Meskipun dikenal sebagai pemikir Islam rasional, tindakan Gus Dur tidak sepenuhnya mudah dinalar. Sebagai tokoh yang dibesarkan di alam pesantren, aspek magisme dan kharismatisme masih mudah merayu pandangannya. Tidak semua tindakannya berdasarkan ukuran objektif dan matematis.

Salah satu kegemaran Gus Dur adalah bersilaturahim dengan ulama-ulama kharismatis dari seluruh Nusantara. Di Aceh, salah seorang teman spiritualnya ialah Tgk Ibrahim Woyla. Pernah suatu kali ia memerintahkan stafnya untuk menjemput Abu Woyla ke Jakarta. Ternyata selama di istana keduanya tidak melakukan komunikasi verbal. Gus Dur sibuk dengan urusan kenegaraan sedangkan Abu Woyla sibuk berzikir.
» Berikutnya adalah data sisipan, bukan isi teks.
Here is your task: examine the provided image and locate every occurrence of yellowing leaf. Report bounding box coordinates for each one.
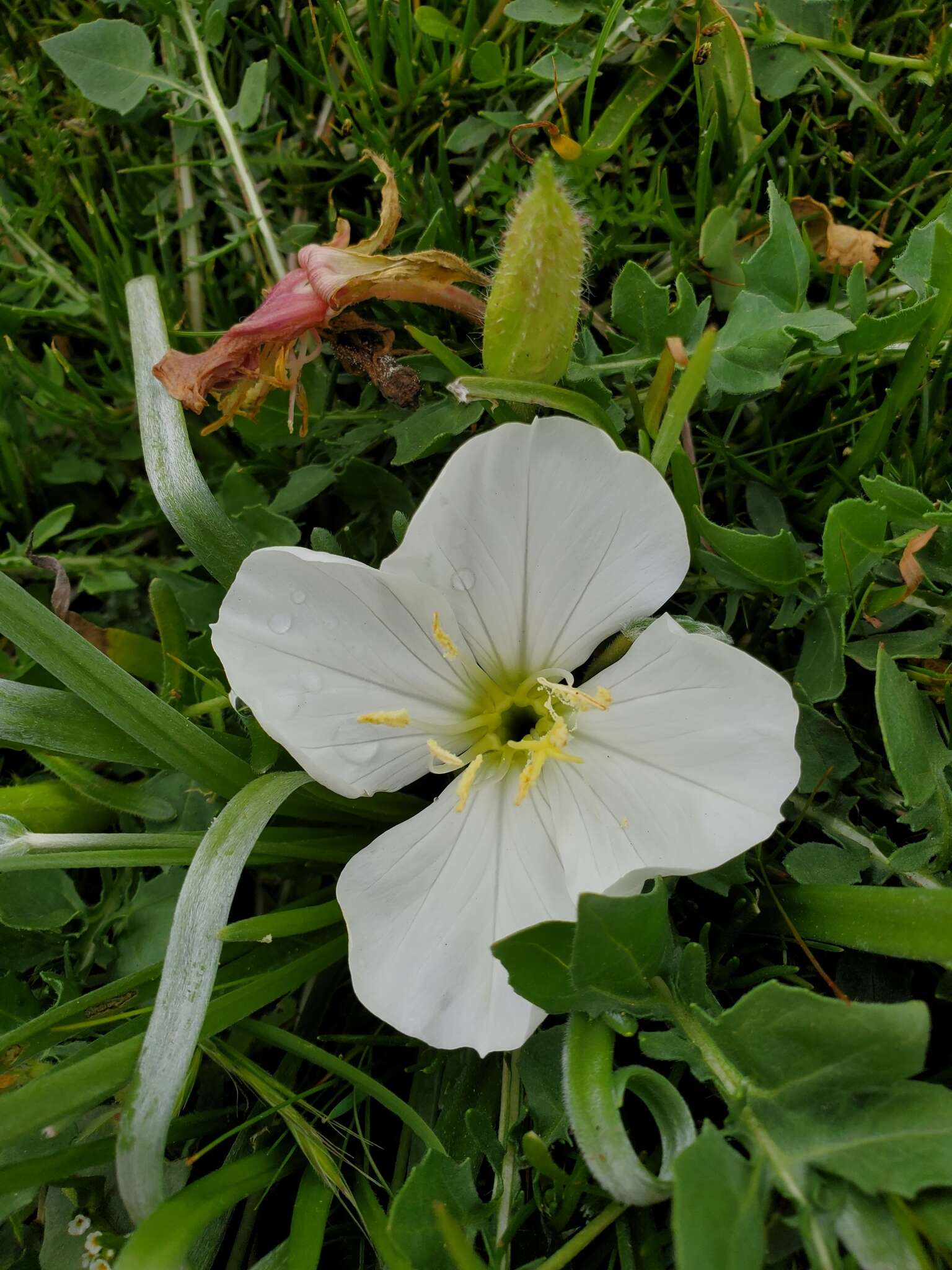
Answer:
[790,197,892,277]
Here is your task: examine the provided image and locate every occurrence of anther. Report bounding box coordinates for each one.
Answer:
[537,678,612,710]
[426,739,466,768]
[433,613,459,662]
[356,710,410,728]
[456,755,482,812]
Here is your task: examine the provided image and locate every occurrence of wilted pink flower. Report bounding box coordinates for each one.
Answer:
[152,154,488,433]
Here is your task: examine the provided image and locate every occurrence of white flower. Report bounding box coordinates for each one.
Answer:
[212,418,800,1054]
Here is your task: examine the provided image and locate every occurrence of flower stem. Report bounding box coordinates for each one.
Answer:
[447,375,625,450]
[179,0,287,280]
[651,326,717,475]
[494,1050,522,1270]
[536,1204,625,1270]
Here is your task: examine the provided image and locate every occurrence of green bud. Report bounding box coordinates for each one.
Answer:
[482,154,585,383]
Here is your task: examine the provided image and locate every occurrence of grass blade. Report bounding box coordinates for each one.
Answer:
[117,772,310,1222]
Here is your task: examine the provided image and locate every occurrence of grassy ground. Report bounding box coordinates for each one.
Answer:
[0,0,952,1270]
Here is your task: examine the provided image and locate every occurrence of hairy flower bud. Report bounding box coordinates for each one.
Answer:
[482,155,585,383]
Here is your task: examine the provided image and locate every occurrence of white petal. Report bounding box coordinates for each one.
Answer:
[382,418,688,680]
[212,548,487,797]
[338,773,575,1055]
[539,617,800,895]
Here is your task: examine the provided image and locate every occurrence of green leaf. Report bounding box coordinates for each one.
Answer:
[470,39,504,84]
[447,117,499,155]
[774,842,871,884]
[387,1150,482,1270]
[41,18,156,114]
[30,503,76,551]
[839,293,935,357]
[793,596,848,703]
[697,0,763,162]
[612,260,669,357]
[705,975,929,1097]
[876,649,952,808]
[505,0,585,27]
[571,880,672,1013]
[796,701,859,794]
[671,1121,767,1270]
[774,884,952,967]
[744,182,810,313]
[493,922,576,1015]
[0,869,84,931]
[113,869,185,977]
[392,396,483,464]
[565,1015,694,1207]
[118,772,311,1222]
[699,205,744,313]
[0,575,252,796]
[694,508,806,596]
[114,1150,288,1270]
[822,498,886,597]
[232,57,268,128]
[859,476,947,530]
[30,750,175,820]
[581,46,681,166]
[414,4,464,43]
[0,680,161,767]
[892,211,952,301]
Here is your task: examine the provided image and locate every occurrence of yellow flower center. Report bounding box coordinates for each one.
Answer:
[356,613,612,812]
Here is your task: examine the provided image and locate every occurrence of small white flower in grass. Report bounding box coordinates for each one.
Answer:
[212,418,800,1054]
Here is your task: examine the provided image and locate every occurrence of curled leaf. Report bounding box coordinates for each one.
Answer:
[790,197,892,277]
[899,525,938,603]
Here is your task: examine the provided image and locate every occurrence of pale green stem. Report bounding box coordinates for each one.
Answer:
[447,375,625,450]
[161,18,205,330]
[536,1204,625,1270]
[740,27,929,71]
[179,0,287,278]
[493,1050,522,1270]
[651,326,717,476]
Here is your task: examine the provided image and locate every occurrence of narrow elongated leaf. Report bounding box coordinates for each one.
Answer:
[117,772,310,1222]
[114,1150,287,1270]
[0,680,161,767]
[0,574,252,797]
[764,884,952,965]
[563,1013,694,1208]
[0,935,346,1147]
[30,750,175,820]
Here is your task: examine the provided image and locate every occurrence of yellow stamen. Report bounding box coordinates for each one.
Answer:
[456,755,482,812]
[537,678,612,710]
[356,710,410,728]
[426,740,466,767]
[433,613,459,662]
[515,749,546,806]
[506,719,583,806]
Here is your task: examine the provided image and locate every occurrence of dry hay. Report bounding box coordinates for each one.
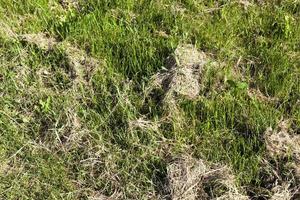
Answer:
[19,33,58,51]
[60,43,100,83]
[248,88,279,103]
[59,0,80,10]
[19,33,100,88]
[264,120,300,200]
[88,191,122,200]
[270,183,293,200]
[148,45,207,103]
[128,117,160,132]
[264,120,300,160]
[167,156,249,200]
[0,21,17,39]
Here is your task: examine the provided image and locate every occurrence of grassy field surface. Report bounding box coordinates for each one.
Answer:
[0,0,300,200]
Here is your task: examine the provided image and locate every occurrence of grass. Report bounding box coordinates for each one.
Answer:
[0,0,300,199]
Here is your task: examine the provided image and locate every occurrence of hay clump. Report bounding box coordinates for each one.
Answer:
[19,33,58,51]
[264,120,300,160]
[167,156,249,200]
[149,44,207,104]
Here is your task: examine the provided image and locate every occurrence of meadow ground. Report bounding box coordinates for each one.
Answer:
[0,0,300,200]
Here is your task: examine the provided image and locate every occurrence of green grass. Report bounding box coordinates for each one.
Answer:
[0,0,300,199]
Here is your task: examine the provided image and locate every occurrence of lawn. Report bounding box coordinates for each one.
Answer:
[0,0,300,200]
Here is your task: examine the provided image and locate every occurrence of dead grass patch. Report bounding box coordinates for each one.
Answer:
[167,156,249,200]
[18,33,58,51]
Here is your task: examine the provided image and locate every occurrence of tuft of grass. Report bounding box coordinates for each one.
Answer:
[0,0,300,199]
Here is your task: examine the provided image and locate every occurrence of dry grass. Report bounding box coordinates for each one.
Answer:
[167,156,249,200]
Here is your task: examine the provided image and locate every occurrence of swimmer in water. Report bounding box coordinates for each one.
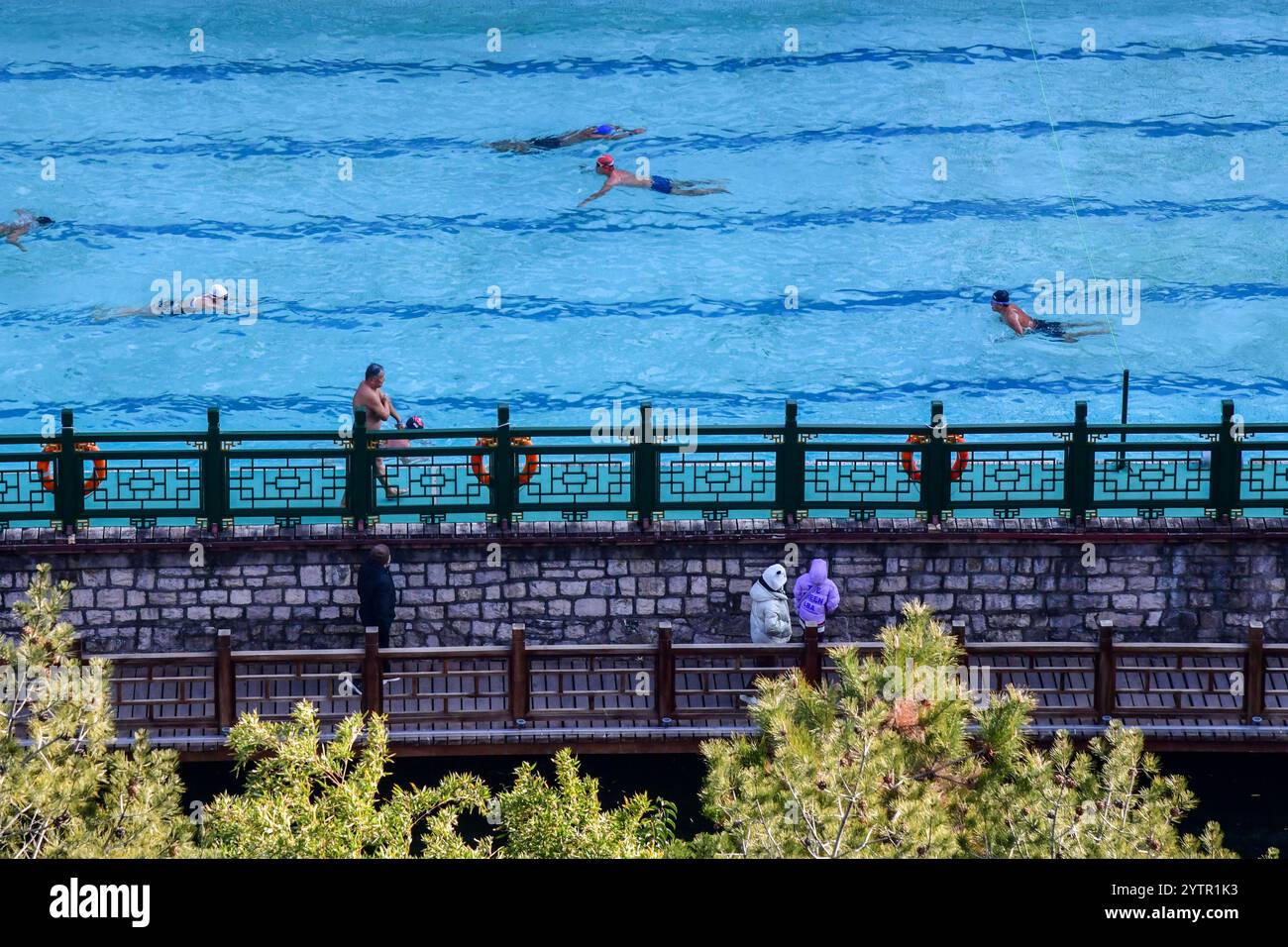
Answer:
[0,207,53,253]
[992,290,1109,342]
[117,282,228,316]
[577,155,729,207]
[486,125,644,155]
Ketika Abu Woyla pamitan, Gus Dur memeluk dan mengucapkan terima kasih untuk komunikasi yang sangat bersahabat itu.

Bahkan, ketika jam-jam menjelang kejatuhannya sebagai presiden, Gus Dur masih berkeras untuk mempertahankan kekuasaan kepresidenan yang didapatkan secara konstitusional. Saat itu Abu Woyla berada di istana negara. Ia meminta izin kepada ajudan presiden, Sutarman (Kapolri sekarang) agar bisa menduduki kursi kepresidenan. Sutarman mendelik kepada pengikut Abu tanda tidak setuju.

Gus Dur mengetahui itu dan mempersilakan Abu Woyla untuk duduk. Beberapa waktu Abu berdoa dan mengusap-usap kursi kepresidenan itu. Setelah itu ia menyatakan Gus Dur sudah waktunya turun. Tak tunggu lama, Gus Dur setuju dan keluar istana dengan celana pendek memberikan salam perpisahan.

30 Desember tahun ini lima tahun Gus Dur wafat. Terlalu banyak kisah dan sisi teladannya yang tak habis diulas. Kisahnya bersama Aceh juga bagian dari sejarah penting bangsa ini. Tak elok dikecilkan atau disamarkan.

(Artikel ini pertama kali dimuat di Kompas, 30 Desember 2014)

Pengajar antropologi dan Kepala UPT Kehumasan dan Hubungan Eksternal Universitas Malikussaleh.